— Если бы женщины не боялись беременности и злых языков, они были бы в тысячу раз хуже мужчин, они не вылезали бы из постели.
— Где вы были этой ночью, пили? — спрашиваю я.
— Ни капли. Я в картишки дулся у пророка, — смеется он еще громче.
Болек видит, что я не знаю, кто такой пророк, и объясняет, что так он зовет Цалку-биржевика. Когда Советы за неделю до войны арестовали и выслали торговцев, Цалку тоже забрали. И стоя в кузове грузовика под охраной энкаведешников, он крикнул евреям на улице: «Вы мне еще позавидуете, братцы!» Теперь Цалка вернулся из Сибири, а евреев, провожавших его туда, действительно нет. Вот Болек и дал ему прозвище «пророк». Он, этот пророк, хорошо играет в карты.
— А в секцию гребли виленского «Маккаби» вы не ходили? — Болек рассказывает, что на днях ему захотелось взглянуть на стадион «Маккаби» на Вилии. Когда-то берег летом кишел молодежью аж до самого Зеленого озера[192]. Молодые люди грелись на солнце, плавали, пели, играли на мандолинах, а лодки с девушками в купальных костюмах казались лотками с красной земляникой. Вот Болек и пошел туда, а там пустыня. Он впервые видел, чтобы полноводная река была такой пустынной и заброшенной. Присмотрелся — один остроносый каяк все же плывет по Вилии, а в нем Крымский, бывший инструктор секции плавания. Этот Крымский всегда занимал нос каяка, напротив сидело четверо или шестеро маккабистов, и он командовал: «Поднять весла разом! Опустить весла разом!» Теперь он греб один-одинешенек и так быстро работал веслами, что лодка летела как молния что вверх по течению, что вниз. Крымский худ, угловат и долговяз как жердь. Поэтому казалось, что каяк гонит черт, но, хотя он искусен в гребле, в карты ему страшно не везет.
— Болек, мне надо с вами поговорить. — Я пододвигаюсь к нему поближе, чтобы нас не услышала Анна Иткин. Не мне ему объяснять, говорю я, сколько людей сейчас отдали бы полжизни, чтобы слышать, как в соседней комнате ходит мама, скольким хотелось бы положить ей на плечи руки, погладить по волосам, смотреть, как она накрывает на стол. А еще большее счастье — самому подавать маме еду, иметь возможность услужить ей. Но поговорить я хочу не об этом. Я хочу сказать, что ради мамы он мог бы вести себя достойнее и тише, по крайней мере не пускаться во все тяжкие у нее на виду.

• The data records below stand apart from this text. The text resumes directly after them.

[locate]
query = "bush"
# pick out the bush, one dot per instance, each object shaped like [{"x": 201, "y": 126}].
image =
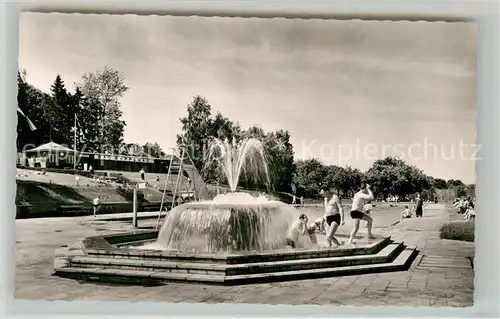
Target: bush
[{"x": 463, "y": 231}]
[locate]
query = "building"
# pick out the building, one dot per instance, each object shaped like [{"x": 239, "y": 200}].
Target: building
[{"x": 53, "y": 155}]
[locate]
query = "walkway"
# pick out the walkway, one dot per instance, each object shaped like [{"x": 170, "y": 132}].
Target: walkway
[{"x": 431, "y": 281}]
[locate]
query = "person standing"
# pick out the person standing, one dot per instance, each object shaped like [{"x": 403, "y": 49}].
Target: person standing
[
  {"x": 358, "y": 202},
  {"x": 334, "y": 217},
  {"x": 298, "y": 228},
  {"x": 317, "y": 225},
  {"x": 96, "y": 203},
  {"x": 419, "y": 211}
]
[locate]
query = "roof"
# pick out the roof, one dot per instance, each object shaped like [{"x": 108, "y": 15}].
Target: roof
[{"x": 50, "y": 147}]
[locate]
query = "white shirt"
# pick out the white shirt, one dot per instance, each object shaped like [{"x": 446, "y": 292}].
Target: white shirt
[
  {"x": 332, "y": 207},
  {"x": 367, "y": 208},
  {"x": 318, "y": 224},
  {"x": 297, "y": 229},
  {"x": 359, "y": 200}
]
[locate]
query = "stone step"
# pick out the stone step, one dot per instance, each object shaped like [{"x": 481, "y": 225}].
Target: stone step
[
  {"x": 387, "y": 254},
  {"x": 401, "y": 263},
  {"x": 280, "y": 255}
]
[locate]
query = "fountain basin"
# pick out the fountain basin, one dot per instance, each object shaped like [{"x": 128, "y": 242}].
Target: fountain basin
[{"x": 113, "y": 258}]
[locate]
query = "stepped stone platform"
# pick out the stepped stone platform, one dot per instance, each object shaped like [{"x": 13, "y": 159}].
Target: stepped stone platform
[{"x": 113, "y": 259}]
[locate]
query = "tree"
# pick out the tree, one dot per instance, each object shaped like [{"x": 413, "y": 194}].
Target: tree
[
  {"x": 153, "y": 150},
  {"x": 440, "y": 183},
  {"x": 350, "y": 180},
  {"x": 196, "y": 127},
  {"x": 88, "y": 113},
  {"x": 471, "y": 190},
  {"x": 309, "y": 177},
  {"x": 392, "y": 176},
  {"x": 461, "y": 191},
  {"x": 107, "y": 86},
  {"x": 61, "y": 113},
  {"x": 31, "y": 101},
  {"x": 452, "y": 183}
]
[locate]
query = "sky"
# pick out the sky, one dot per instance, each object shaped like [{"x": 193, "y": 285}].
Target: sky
[{"x": 348, "y": 92}]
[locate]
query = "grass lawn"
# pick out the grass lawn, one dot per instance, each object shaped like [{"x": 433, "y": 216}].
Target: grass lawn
[{"x": 459, "y": 230}]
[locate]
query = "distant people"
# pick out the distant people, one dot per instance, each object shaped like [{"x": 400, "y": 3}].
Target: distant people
[
  {"x": 298, "y": 228},
  {"x": 470, "y": 214},
  {"x": 96, "y": 204},
  {"x": 406, "y": 213},
  {"x": 334, "y": 217},
  {"x": 317, "y": 225},
  {"x": 357, "y": 214},
  {"x": 367, "y": 209},
  {"x": 419, "y": 211}
]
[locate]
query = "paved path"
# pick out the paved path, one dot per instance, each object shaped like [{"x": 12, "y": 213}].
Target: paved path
[{"x": 429, "y": 283}]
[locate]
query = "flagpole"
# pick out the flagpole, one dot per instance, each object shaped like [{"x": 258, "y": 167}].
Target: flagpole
[{"x": 74, "y": 146}]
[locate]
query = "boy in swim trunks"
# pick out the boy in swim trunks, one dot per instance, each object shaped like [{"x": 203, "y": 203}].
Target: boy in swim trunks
[
  {"x": 298, "y": 228},
  {"x": 317, "y": 225},
  {"x": 358, "y": 202},
  {"x": 334, "y": 217}
]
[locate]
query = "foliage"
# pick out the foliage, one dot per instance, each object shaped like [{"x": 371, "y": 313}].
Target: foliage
[
  {"x": 452, "y": 183},
  {"x": 461, "y": 191},
  {"x": 392, "y": 176},
  {"x": 463, "y": 231},
  {"x": 440, "y": 183},
  {"x": 107, "y": 86},
  {"x": 95, "y": 97},
  {"x": 198, "y": 127},
  {"x": 309, "y": 177}
]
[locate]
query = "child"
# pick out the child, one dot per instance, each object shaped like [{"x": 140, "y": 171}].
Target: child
[
  {"x": 406, "y": 213},
  {"x": 319, "y": 225},
  {"x": 298, "y": 228},
  {"x": 367, "y": 209},
  {"x": 96, "y": 202}
]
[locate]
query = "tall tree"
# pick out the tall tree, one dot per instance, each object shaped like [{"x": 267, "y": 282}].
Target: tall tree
[
  {"x": 61, "y": 113},
  {"x": 309, "y": 177},
  {"x": 107, "y": 86},
  {"x": 88, "y": 114},
  {"x": 196, "y": 130}
]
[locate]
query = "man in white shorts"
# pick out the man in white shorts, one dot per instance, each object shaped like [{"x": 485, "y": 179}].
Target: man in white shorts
[
  {"x": 298, "y": 228},
  {"x": 317, "y": 225},
  {"x": 334, "y": 217},
  {"x": 358, "y": 202}
]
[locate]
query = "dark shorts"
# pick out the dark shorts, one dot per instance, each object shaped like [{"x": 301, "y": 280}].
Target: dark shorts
[
  {"x": 419, "y": 211},
  {"x": 356, "y": 214},
  {"x": 332, "y": 218}
]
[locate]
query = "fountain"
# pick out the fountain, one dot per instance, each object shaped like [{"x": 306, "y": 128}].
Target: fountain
[
  {"x": 233, "y": 239},
  {"x": 233, "y": 222}
]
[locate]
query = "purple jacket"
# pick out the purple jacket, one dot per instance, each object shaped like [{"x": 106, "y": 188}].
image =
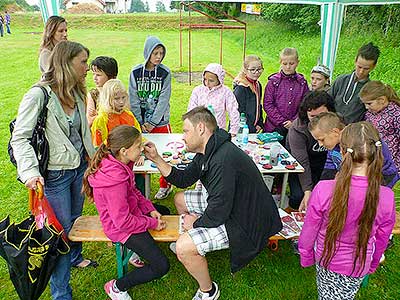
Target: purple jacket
[
  {"x": 311, "y": 241},
  {"x": 282, "y": 98},
  {"x": 123, "y": 209}
]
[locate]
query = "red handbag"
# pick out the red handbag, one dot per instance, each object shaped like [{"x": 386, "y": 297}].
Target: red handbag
[{"x": 42, "y": 210}]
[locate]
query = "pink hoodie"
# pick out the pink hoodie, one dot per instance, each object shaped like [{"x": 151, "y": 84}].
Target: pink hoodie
[
  {"x": 312, "y": 237},
  {"x": 123, "y": 209},
  {"x": 220, "y": 97}
]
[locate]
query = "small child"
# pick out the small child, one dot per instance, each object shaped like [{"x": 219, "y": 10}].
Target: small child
[
  {"x": 349, "y": 219},
  {"x": 113, "y": 111},
  {"x": 126, "y": 215},
  {"x": 247, "y": 89},
  {"x": 320, "y": 78},
  {"x": 104, "y": 68},
  {"x": 383, "y": 107},
  {"x": 214, "y": 93},
  {"x": 149, "y": 94},
  {"x": 283, "y": 94},
  {"x": 346, "y": 88}
]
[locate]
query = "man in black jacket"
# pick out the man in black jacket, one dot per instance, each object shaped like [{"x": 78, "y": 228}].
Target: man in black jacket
[{"x": 238, "y": 213}]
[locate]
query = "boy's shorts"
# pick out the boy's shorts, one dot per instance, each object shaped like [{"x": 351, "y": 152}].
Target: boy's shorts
[{"x": 205, "y": 239}]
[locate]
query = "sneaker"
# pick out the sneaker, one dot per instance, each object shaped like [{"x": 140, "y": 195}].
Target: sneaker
[
  {"x": 172, "y": 247},
  {"x": 206, "y": 296},
  {"x": 163, "y": 193},
  {"x": 295, "y": 246},
  {"x": 110, "y": 291},
  {"x": 136, "y": 261}
]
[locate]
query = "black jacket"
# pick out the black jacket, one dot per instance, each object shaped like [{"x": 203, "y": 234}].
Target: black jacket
[{"x": 237, "y": 197}]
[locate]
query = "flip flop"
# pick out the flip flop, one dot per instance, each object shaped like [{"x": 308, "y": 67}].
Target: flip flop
[{"x": 91, "y": 263}]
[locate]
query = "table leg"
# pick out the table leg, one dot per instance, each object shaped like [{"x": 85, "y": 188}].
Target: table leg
[
  {"x": 284, "y": 201},
  {"x": 147, "y": 185}
]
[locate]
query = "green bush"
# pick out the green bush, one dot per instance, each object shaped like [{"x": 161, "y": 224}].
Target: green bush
[{"x": 303, "y": 18}]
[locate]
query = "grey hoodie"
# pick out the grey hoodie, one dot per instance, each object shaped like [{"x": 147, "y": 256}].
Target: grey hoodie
[{"x": 150, "y": 91}]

На глазах у праведника вроде меня он может пить, ночи напролет играть в карты и делать все, что ему взбредет в голову. Но маму огорчать не следует. Тем более что по природе он парень тихий и его нынешнее поведение всего лишь привычка, усвоенная в гетто, где жили одним днем, одной минутой.
— Мама не может вырваться из гетто, она живет Понарами. — Болек наклоняется ко мне и смотрит на дверь. — Меня она упрекает в том, что я по-прежнему веду ненормальную жизнь, а сама женит меня на мертвых невестах.
— О чем вы, Болек? Я не понимаю.
— Я тоже не понимаю, — шепчет мне здоровенный парень с лицом перепуганного ребенка. — Прямо она этого не делает. Только обиняками, а еще чаще молча. Заведет, например, речь о моем погибшем брате и скажет, что ему подошла бы та девушка, с которой он когда-то встречался, мол, по ее мнению, вот хорошая невеста для него. Скажет и спросит, как я думаю. Я отвечаю, что не понимаю, к чему этот разговор. Брата нет, девушек, с которыми он встречался, тоже. Мама долго задумчиво молчит, а потом спрашивает, на ком из моих девушек я подумывал жениться. Я пожимаю плечами: какая теперь разница? Она сердится и говорит, что нельзя забывать близких друзей.
— Все-таки непонятно, — растерянно шепчу я. — Ваша мама упрекнула меня, что я все время слоняюсь в гетто, и уверяла, что старается помнить только хорошие времена. Как же это согласуется с тем, что вы говорите?
— В том то и дело! — Лицо Болека светлеет, он снова начинает смеяться. — Мама пеняет мне на то, что и теперь, после освобождения, я не меняюсь. А сама думает только о сожженных в Понарах. На самом деле я не намерен жить так все время. Я просто хочу оглядеться. Мы ведь с мамой собираемся в Польшу, а оттуда поедем еще дальше. И когда мы устроимся за границей, я, возможно, снова пойду в университет.